RESTAURANTE CASA SOLLA

            Hay mesa de piedra bajo la parra de entrada, o la hubo, en la casa de enfrente del colmado, allí justo al lado do adro das festas. Y un comedor, siempre luminoso, sobre la propia huerta y, al fondo la intuición de la Ría de Pontevedra. La dulzura del conjunto se impone como en toda Galicia, pero aquí lo hace en el camino de la zona turística por excelencia, en el de Combarro, Sanxenxo, Cambados, O Grove, A Toxa, en la ruta del feraz Salnés. Muy cerca de Pontevedra y de la Escuela Naval de Marín. A la sombra de los Monasterios de Poio y Armenteira. Ahí nacería un mundo asombroso, un pequeño microcosmos de mesas infinitas por el que dejarse llevar, Casa Solla.

            Hace siglos que en Poio todo permanece embelesado, tan fascinante como en la época un tanto lejana en que Colón pudo jugar entre la Casa da Cruz y la huerta de Andurique, recordando a su abuelo, procurador de una cofradía deribeira, y poniendo huevos de pie -es un decir-, mientras soñaba con una América que sería destino de miles y miles de gallegos. La historia suena a cuento, pero suena muy bien y, en cualquier caso, el mar fue trayendo y llevando sus propios productos, importando patatas, maíz, chocolate y frijolitos.

            Ahora, la geografía nos sitúa sobre la galería desde la que se vislumbran bosques y huertas, limoneros y viñedos, muros de piedra vista donde nacen la patatas y los guisantes. En Donde se imponen los magentas, los marrones y los amarillos. Desde allí, se distinguen los marcos de piedra que delimitan la propiedad, cada centímetro de tierra de un suelo codiciado por su feracidad, generoso, exuberante.

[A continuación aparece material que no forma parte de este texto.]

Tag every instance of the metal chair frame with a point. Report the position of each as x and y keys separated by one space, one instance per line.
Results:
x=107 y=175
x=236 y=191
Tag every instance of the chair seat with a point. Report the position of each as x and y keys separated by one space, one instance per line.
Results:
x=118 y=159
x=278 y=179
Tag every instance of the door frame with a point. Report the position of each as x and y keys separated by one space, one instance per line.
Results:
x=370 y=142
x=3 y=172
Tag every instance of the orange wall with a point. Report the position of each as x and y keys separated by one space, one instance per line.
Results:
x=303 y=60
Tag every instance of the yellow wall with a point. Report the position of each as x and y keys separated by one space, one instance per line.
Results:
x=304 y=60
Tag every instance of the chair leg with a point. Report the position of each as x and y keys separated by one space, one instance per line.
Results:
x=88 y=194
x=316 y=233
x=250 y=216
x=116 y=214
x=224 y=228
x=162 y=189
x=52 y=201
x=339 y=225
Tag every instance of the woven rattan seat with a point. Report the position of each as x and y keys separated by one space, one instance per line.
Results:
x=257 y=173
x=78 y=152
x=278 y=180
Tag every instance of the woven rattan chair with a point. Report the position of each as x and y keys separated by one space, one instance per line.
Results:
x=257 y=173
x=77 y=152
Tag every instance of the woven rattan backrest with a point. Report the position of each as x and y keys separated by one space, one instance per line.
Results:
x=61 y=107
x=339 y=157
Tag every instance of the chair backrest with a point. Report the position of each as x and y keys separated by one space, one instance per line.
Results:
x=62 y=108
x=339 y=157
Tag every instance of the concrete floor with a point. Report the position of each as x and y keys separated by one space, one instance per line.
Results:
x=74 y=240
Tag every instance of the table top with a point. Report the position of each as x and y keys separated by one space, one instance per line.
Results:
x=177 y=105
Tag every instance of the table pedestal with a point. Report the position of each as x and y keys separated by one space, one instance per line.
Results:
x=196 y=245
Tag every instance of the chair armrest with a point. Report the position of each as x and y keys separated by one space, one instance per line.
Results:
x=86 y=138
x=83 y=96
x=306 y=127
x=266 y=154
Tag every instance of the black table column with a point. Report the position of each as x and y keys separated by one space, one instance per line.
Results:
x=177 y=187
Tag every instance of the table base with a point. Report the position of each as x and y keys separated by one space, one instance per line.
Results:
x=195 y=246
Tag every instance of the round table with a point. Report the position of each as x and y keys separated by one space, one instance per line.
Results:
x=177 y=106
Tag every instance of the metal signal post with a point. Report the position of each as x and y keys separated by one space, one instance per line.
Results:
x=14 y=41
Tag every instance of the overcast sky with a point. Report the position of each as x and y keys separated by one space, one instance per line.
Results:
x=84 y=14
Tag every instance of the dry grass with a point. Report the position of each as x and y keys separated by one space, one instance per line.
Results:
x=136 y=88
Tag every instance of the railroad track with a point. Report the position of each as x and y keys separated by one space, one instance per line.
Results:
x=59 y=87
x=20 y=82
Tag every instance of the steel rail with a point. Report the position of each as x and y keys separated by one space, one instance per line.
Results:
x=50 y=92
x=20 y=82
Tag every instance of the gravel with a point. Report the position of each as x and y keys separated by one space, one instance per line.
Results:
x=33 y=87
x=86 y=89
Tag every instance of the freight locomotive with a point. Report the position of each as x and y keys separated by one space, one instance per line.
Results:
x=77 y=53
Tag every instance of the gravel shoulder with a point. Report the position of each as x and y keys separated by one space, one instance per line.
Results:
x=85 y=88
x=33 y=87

El lugar se descubre asombrado de sus propias panorámicas. Como por encantamiento, parecen emerger cebollas, tomates, pimientos, condimentos esenciales para las codiciadascaldeiradas de pescado. El paisaje y sus frutos se alían para ser paladeados.

            Un entorno propicio y acogedor. Solla fue y es lugar privativo de dioses, favorecedor de la creación eminente, observatorio privilegiado en el que entreverar políticas y negocios desde reyes y príncipes, presidentes de Gobierno, toreros como El Cordobés, frailes y madres superioras, cantantes como Antonio Machín, tertulias de bohemios, novelistas, médicos, dramaturgos, periodistas, gastrónomos, cantantes, pintores, políticos, empresarios, deportistas, aristócratas, diplomáticos, hosteleros, humoristas, arquitectos. Un hábitat ideal para la creación y la celebración de la amistad. Y también un hogar en el que resulta casi fácil ralentizar la vida entre prodigios naturales y hallar instantes de plena felicidad para cuantos lo visitan.

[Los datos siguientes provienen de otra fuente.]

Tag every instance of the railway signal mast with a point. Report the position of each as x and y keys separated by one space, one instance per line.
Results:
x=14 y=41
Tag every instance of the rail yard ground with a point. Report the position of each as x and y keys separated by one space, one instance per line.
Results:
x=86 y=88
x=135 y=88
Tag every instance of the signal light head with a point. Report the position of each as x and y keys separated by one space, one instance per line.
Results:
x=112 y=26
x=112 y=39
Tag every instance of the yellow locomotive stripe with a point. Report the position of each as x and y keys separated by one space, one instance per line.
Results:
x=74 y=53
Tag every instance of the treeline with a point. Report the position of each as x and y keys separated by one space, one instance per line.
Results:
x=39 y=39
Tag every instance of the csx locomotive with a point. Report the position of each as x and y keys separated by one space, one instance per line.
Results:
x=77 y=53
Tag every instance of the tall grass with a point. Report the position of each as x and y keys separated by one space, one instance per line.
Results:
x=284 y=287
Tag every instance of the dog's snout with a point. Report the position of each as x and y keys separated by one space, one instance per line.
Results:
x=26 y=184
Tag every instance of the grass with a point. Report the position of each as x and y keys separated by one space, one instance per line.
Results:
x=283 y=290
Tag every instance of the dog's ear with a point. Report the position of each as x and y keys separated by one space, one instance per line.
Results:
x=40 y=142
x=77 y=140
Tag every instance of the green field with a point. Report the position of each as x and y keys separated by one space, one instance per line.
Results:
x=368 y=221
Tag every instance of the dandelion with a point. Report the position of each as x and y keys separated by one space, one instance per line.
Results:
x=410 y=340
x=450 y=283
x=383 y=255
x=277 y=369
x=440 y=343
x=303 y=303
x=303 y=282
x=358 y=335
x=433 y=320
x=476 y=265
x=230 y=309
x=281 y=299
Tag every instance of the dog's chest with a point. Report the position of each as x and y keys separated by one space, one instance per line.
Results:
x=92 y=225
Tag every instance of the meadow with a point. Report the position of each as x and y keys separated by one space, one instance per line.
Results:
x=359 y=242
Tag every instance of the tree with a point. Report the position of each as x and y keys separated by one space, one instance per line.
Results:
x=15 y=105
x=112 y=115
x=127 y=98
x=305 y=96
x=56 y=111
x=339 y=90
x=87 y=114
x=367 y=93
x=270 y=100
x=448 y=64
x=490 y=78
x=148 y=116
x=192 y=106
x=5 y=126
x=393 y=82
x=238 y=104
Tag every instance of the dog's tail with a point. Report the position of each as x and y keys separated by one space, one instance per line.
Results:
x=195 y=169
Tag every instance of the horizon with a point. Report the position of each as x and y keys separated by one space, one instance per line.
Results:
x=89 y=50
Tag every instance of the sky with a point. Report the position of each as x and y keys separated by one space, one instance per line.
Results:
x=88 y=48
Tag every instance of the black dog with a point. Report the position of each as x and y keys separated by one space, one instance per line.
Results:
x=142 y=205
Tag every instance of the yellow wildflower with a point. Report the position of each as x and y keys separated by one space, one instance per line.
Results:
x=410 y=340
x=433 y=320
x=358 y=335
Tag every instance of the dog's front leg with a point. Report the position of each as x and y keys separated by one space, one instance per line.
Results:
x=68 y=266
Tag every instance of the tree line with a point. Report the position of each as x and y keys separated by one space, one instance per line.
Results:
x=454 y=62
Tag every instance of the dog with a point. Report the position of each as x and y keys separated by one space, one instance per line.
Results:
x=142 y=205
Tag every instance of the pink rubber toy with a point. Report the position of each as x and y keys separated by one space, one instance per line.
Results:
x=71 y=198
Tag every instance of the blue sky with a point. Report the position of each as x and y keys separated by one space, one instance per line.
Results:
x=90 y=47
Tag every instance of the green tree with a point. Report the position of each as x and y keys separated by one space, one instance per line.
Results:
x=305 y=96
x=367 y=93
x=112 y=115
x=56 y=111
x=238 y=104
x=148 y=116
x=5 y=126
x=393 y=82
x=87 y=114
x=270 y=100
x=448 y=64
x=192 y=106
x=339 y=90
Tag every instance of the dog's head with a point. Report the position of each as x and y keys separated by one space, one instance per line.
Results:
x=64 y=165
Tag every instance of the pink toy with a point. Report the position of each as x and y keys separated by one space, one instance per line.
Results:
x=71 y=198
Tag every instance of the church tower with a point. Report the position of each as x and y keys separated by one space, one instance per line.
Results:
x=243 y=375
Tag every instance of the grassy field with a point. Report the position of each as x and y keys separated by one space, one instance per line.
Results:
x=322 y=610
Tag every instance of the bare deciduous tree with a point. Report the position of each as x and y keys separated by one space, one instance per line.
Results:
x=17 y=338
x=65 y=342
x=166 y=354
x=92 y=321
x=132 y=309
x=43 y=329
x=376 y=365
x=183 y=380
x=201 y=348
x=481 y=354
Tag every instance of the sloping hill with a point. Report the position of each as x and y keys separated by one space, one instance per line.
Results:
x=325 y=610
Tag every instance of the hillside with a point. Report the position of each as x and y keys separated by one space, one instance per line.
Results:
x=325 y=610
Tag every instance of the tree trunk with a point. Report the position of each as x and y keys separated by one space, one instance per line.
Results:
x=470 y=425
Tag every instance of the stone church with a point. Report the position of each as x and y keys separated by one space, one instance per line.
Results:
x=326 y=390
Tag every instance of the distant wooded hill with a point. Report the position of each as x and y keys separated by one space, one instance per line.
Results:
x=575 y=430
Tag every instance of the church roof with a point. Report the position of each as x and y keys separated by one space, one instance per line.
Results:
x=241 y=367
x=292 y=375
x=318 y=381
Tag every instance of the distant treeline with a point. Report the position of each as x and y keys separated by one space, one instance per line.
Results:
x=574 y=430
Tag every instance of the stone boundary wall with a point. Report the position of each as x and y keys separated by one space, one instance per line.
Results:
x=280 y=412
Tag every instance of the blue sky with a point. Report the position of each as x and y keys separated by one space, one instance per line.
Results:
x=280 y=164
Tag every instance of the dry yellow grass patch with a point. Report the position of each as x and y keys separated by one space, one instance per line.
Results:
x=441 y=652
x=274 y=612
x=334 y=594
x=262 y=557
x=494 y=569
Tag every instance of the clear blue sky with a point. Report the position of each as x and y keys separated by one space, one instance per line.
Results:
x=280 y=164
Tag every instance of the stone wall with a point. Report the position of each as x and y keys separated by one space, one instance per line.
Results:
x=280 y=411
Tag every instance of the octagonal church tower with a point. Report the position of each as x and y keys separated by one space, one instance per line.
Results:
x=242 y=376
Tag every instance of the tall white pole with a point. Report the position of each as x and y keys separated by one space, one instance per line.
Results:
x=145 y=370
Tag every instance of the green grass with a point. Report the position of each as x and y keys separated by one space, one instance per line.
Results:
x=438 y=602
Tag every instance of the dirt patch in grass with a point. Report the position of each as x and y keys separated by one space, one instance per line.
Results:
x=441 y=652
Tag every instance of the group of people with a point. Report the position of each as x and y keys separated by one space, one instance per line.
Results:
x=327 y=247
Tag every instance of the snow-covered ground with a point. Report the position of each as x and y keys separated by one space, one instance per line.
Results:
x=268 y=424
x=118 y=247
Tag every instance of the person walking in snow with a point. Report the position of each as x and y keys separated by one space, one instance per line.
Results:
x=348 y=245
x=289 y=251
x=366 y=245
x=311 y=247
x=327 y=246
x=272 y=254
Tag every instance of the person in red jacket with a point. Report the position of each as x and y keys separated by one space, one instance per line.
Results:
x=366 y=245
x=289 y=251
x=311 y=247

            El colmado y merendero del que surgió le negocio estaba regentado por José González, tratante de vinos, y María Teresa Solla, su esposa. Se situaba enfrente de donde se ubica Casa Solla. Tenían un ultramarinos mixto con taberna y  compraban vinos de la zona, blanco catalán que vendían a granel, y dejaban chatear. El patrón, que no bebía, tenía buen ojo para los negocios y visitaba las bodegas próximas – Valiñas, Lantaño, hacia Portas-. Él cataba el vino, pero no lo tragaba. Siempre acertaba con la calidad. Su esposa hacía unas tortillas magníficas. Y sumando lo bueno a lo mejor, mucha gente comenzó a frecuentar los sábados el establecimiento para merendar.

            Poco a poco, y ante la demanda, sumaron al menú productos de la matanza del cerdo, que si bien vendían al peso, pasaron a complementar la tortilla. Aparecieron los chorizos, el raxo adobado, la zorza. Más tarde, los pollos tomateros. Al poco tiempo, ya hubieron de adquirir una casa pequeña de planta baja que tenía una parra, para servir a su amparo meriendas-cena. La misma que, ampliada, acoge hoy el restaurante.

            El señor José y María Teresa eran los padres de José González y, por lo mismo, suegros de la que resultó su esposa, Amelia González, de Alongos, en Ourense, residente en Pontevedra. El nuevo matrimonio solicitó como herencia adelantada la nueva casa merendero  que adecentaron como restaurante. La fecha clave de la fundación fue noviembre de 1961.

            La cocina alcanzó allí el cielo. A comienzos de los sesenta, acudía hasta Poio la ciudadanía de Pontevedra en pleno para degustar una jugosa mezcla de huevo y patata, una. tortilla poco hecha, única en la zona, bien conocida en Betanzos, acompañada de los productos antes aludidos. Después llegarían el lenguado meunière con vieira, la pata, y elsouflé de postre. A esta aparentemente sencilla receta triunfal, audaz, se uniría el marisco. Todo ello llevó al establecimiento a ser el primero de los restaurantes españoles en ser citado en la conocida como Biblia Mundial de la Hostelería, la Guía Michelín. La Estrella Michelín la conseguirían en el año 80.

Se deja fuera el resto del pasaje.